Sociale identiteit

Uit Wikipedia, de vrije encyclopedie

Sociale identiteit is het bewustzijn van een persoon tot een bepaalde groep te behoren en door anderen als zodanig behandeld te worden. Die groep heeft een gewenst zelfbeeld en wordt door anderen als uniek onderscheiden. Het zelfbeeld hoeft niet overeen te komen met het beeld dat buitenstaanders van een groep hebben, dat vaak gekenmerkt wordt door stereotypes. Als zodanig wordt het begrip pas vanaf de jaren 1960 gebruikt.

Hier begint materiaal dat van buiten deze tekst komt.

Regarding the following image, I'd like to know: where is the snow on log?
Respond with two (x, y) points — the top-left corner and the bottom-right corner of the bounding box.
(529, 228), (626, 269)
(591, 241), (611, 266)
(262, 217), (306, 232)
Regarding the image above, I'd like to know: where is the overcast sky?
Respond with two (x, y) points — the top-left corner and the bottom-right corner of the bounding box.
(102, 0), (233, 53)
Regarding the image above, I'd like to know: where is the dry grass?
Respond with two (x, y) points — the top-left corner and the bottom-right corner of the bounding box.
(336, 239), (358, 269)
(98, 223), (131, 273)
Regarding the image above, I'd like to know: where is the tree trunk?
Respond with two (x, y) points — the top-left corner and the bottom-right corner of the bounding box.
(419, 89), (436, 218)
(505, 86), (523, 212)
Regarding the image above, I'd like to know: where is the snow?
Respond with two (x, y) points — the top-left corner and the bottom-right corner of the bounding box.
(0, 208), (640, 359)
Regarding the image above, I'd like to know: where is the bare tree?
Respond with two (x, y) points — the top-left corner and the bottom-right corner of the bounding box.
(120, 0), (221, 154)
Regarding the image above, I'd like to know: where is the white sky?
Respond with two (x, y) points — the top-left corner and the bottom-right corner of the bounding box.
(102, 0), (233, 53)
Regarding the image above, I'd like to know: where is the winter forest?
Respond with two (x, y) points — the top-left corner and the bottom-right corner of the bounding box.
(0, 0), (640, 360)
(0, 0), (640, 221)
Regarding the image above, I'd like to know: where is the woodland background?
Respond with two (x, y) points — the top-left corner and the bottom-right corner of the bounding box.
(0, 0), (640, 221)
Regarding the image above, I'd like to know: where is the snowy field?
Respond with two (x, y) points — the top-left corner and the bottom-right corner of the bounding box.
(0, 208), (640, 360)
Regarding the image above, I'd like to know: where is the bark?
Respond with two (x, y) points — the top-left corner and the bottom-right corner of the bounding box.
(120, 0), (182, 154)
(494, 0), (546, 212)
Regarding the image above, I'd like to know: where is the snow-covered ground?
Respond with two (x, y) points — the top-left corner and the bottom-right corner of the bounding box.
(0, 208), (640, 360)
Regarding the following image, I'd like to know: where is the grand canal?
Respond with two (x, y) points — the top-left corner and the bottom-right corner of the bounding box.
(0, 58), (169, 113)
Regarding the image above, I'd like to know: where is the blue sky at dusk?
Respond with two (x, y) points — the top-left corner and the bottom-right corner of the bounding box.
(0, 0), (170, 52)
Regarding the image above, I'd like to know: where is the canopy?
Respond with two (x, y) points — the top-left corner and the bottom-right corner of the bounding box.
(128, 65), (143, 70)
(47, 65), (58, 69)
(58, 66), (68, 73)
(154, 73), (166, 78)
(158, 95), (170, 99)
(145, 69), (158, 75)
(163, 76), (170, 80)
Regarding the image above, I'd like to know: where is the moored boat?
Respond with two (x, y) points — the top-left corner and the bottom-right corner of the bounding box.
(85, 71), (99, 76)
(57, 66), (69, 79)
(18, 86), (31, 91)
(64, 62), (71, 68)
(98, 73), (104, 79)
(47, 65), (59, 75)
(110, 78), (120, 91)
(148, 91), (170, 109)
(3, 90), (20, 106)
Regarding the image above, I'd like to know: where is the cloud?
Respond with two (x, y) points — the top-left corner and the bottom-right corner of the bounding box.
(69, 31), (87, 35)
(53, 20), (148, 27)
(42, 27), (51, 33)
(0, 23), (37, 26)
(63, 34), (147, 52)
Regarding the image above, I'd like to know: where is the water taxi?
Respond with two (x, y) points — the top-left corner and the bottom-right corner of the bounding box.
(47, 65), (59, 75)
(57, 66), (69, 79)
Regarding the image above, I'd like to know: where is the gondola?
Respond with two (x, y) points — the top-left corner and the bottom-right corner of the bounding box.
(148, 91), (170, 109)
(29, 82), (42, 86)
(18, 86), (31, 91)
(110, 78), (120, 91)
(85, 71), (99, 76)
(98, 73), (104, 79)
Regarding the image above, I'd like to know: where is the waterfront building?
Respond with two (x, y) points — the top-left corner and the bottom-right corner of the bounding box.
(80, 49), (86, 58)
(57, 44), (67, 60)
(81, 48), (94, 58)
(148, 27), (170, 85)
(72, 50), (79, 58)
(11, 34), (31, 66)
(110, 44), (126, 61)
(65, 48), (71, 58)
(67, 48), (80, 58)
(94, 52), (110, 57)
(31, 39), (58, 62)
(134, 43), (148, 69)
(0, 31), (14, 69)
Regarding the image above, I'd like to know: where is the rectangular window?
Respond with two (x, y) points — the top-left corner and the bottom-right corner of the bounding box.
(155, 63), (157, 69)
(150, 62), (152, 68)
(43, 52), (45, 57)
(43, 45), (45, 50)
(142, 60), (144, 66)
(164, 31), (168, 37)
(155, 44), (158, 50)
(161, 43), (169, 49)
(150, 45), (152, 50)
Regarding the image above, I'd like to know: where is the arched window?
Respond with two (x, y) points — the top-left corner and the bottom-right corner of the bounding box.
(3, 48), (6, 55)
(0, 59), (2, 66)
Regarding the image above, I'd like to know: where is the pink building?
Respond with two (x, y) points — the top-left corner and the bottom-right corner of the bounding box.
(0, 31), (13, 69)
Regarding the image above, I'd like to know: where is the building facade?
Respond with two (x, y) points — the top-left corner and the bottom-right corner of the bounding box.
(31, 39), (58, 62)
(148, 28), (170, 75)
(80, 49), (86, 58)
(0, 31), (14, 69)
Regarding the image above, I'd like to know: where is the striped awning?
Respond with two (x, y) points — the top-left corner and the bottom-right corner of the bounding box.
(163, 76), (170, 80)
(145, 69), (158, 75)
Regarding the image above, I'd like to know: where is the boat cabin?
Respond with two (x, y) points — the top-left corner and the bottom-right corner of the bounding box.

De sociale identiteit is opgebouwd uit de identiteit van groepen waartoe iemand kan behoren, zoals de nationale, culturele, geslachts-, politieke of stedelijke identiteit. Dit geheel heeft invloed op het handelen van een persoon, maar daarbij speelt ook de persoonlijke identiteit een rol. Door dit laatste kan iemand zich onderscheiden binnen een groep. Bij een negatieve beeldvorming in de buitenwereld wordt de persoonlijke identiteit vaak nauw verbonden met de collectieve identiteit, zowel binnen de groep als er buiten

Rationalisatie[bewerken | brontekst bewerken]

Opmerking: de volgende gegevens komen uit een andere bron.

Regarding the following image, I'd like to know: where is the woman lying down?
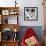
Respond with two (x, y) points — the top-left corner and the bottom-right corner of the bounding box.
(21, 28), (41, 46)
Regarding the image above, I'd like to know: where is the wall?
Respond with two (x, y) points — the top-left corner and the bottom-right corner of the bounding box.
(0, 0), (44, 42)
(19, 26), (43, 43)
(0, 0), (44, 26)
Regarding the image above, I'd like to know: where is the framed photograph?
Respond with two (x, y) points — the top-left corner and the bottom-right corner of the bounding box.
(2, 10), (9, 15)
(24, 7), (38, 21)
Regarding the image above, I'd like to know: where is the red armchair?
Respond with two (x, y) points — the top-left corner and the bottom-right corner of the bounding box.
(21, 28), (41, 46)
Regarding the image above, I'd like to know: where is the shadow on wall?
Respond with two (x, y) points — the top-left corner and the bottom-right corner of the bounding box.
(19, 26), (43, 43)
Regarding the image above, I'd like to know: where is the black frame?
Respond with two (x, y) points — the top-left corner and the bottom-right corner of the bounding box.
(24, 7), (38, 21)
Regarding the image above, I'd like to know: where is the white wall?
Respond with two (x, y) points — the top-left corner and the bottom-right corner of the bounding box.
(0, 0), (44, 26)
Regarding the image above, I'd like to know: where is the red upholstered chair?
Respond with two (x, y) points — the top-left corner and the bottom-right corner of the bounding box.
(21, 28), (41, 46)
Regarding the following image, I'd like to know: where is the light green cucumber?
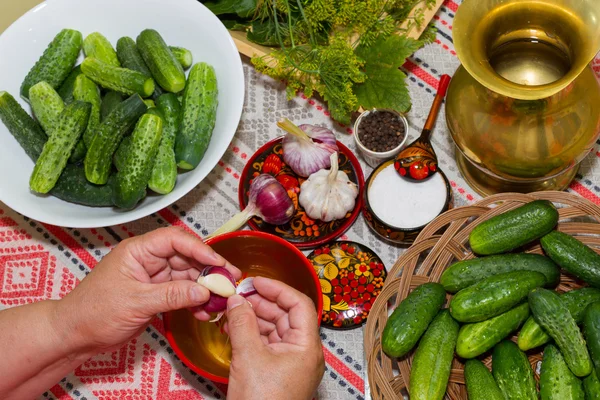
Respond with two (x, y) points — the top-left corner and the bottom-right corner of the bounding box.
(29, 101), (91, 193)
(29, 81), (65, 136)
(21, 29), (83, 100)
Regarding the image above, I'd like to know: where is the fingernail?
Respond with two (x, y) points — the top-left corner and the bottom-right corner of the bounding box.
(227, 294), (246, 311)
(190, 285), (204, 303)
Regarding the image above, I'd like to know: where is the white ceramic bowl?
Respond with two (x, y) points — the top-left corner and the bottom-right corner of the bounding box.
(0, 0), (244, 228)
(354, 109), (408, 168)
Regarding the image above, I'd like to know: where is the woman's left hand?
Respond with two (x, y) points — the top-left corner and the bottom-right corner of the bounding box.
(56, 228), (241, 352)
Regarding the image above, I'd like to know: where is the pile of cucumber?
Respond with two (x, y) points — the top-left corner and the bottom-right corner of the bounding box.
(0, 29), (218, 209)
(381, 200), (600, 400)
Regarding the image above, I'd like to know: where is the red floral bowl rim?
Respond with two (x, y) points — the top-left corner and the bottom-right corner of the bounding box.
(163, 230), (323, 385)
(238, 136), (365, 250)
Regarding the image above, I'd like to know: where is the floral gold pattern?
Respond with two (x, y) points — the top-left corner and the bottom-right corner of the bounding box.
(308, 241), (387, 329)
(240, 138), (364, 248)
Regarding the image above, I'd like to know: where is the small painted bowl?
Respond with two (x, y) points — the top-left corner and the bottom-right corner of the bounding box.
(163, 231), (323, 384)
(354, 108), (408, 168)
(363, 160), (452, 245)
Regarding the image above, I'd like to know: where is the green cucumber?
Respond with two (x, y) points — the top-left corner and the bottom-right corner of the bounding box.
(57, 65), (83, 104)
(169, 46), (194, 69)
(100, 90), (123, 122)
(381, 282), (446, 358)
(583, 371), (600, 400)
(456, 302), (529, 358)
(0, 91), (48, 161)
(175, 63), (218, 170)
(469, 200), (558, 261)
(136, 29), (185, 93)
(540, 344), (585, 400)
(84, 94), (147, 185)
(583, 302), (600, 375)
(73, 75), (102, 147)
(492, 340), (538, 400)
(459, 360), (505, 400)
(83, 32), (121, 67)
(21, 29), (82, 99)
(410, 310), (458, 400)
(517, 288), (600, 351)
(113, 114), (163, 209)
(529, 288), (592, 377)
(117, 36), (163, 100)
(440, 253), (560, 293)
(0, 92), (113, 207)
(81, 58), (154, 97)
(29, 101), (91, 193)
(29, 81), (65, 136)
(541, 231), (600, 288)
(148, 93), (181, 194)
(450, 271), (546, 322)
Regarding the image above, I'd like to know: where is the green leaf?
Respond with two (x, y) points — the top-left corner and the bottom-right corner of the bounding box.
(204, 0), (256, 18)
(354, 35), (423, 112)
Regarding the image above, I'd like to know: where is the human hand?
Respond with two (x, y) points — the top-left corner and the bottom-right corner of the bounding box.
(225, 277), (325, 400)
(57, 228), (241, 352)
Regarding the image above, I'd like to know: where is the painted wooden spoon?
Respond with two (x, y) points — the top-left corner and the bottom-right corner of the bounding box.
(394, 75), (450, 181)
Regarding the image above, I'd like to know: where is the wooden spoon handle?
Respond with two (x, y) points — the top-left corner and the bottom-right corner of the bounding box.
(421, 75), (450, 139)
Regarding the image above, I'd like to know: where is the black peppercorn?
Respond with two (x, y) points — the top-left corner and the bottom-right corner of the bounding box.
(358, 111), (406, 153)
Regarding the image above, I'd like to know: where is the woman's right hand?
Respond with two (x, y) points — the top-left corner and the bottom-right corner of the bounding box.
(225, 277), (325, 400)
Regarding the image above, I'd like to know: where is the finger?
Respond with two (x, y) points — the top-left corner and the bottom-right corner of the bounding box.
(227, 295), (262, 357)
(128, 227), (232, 275)
(254, 277), (317, 335)
(143, 280), (210, 315)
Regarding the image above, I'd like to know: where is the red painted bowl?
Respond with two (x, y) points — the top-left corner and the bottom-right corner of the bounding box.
(238, 137), (365, 249)
(164, 231), (323, 384)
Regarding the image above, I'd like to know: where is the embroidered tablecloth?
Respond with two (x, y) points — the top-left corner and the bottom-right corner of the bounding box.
(0, 0), (600, 400)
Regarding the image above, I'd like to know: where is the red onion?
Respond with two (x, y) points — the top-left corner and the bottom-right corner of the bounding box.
(210, 174), (296, 237)
(196, 266), (257, 322)
(277, 119), (338, 178)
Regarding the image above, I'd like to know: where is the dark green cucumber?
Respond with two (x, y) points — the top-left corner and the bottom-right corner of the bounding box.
(21, 29), (82, 99)
(83, 32), (121, 67)
(410, 310), (458, 400)
(73, 75), (102, 147)
(459, 360), (505, 400)
(517, 288), (600, 351)
(541, 231), (600, 288)
(469, 200), (558, 255)
(450, 271), (546, 322)
(583, 302), (600, 375)
(81, 58), (154, 97)
(148, 93), (181, 194)
(117, 36), (163, 99)
(29, 81), (65, 136)
(136, 29), (185, 93)
(29, 101), (91, 193)
(440, 253), (560, 293)
(0, 91), (48, 161)
(84, 94), (147, 185)
(529, 288), (592, 377)
(540, 344), (585, 400)
(113, 114), (163, 209)
(0, 92), (113, 207)
(456, 302), (529, 358)
(169, 46), (194, 69)
(175, 63), (218, 170)
(492, 340), (538, 400)
(57, 65), (83, 104)
(100, 90), (123, 122)
(381, 282), (446, 358)
(583, 371), (600, 400)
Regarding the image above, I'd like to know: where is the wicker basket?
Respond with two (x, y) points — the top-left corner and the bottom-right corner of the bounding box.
(364, 191), (600, 400)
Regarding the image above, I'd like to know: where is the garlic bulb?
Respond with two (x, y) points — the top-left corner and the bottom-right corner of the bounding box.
(299, 152), (358, 222)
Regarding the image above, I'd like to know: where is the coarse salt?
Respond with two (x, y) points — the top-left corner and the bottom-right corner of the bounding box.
(367, 164), (447, 229)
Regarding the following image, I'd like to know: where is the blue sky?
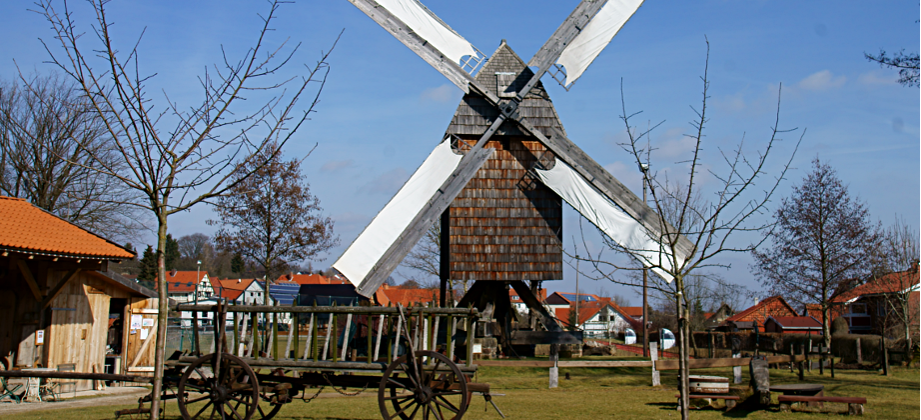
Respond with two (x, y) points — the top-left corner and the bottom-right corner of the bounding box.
(0, 0), (921, 303)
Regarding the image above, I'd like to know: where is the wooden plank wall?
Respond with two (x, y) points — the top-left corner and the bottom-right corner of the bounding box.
(119, 297), (157, 376)
(45, 272), (118, 390)
(448, 136), (563, 280)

Hoewel de klassieke sociologen nog geen gebruik maakten van het begrip identiteit, kwam bij hen de achterliggende betekenis wel ter sprake. Voor Émile Durkheim was er nog een sterke binding tussen het collectieve bewustzijn en de persoonlijke identiteit. Max Weber zag echter door rationalisatie een individualisering optreden, waardoor het eigen lot in handen kon worden genomen. Georg Simmel stelde dat waar iemand eerder deel uitmaakte van een enkele groep waarbinnen vrijwel iedereen elkaar kende, iemand in de moderne maatschappij onderdeel is van vele, elkaar soms onbekende groepen, waarmee de mogelijkheden tot zelfbepaling toenemen.

De toegenomen keuze is niet voor iedereen een zegen, wat reden kan zijn zich vrijwillig te onderwerpen aan de regels van de gerationaliseerde samenleving, door Weber de ijzeren kooi genoemd.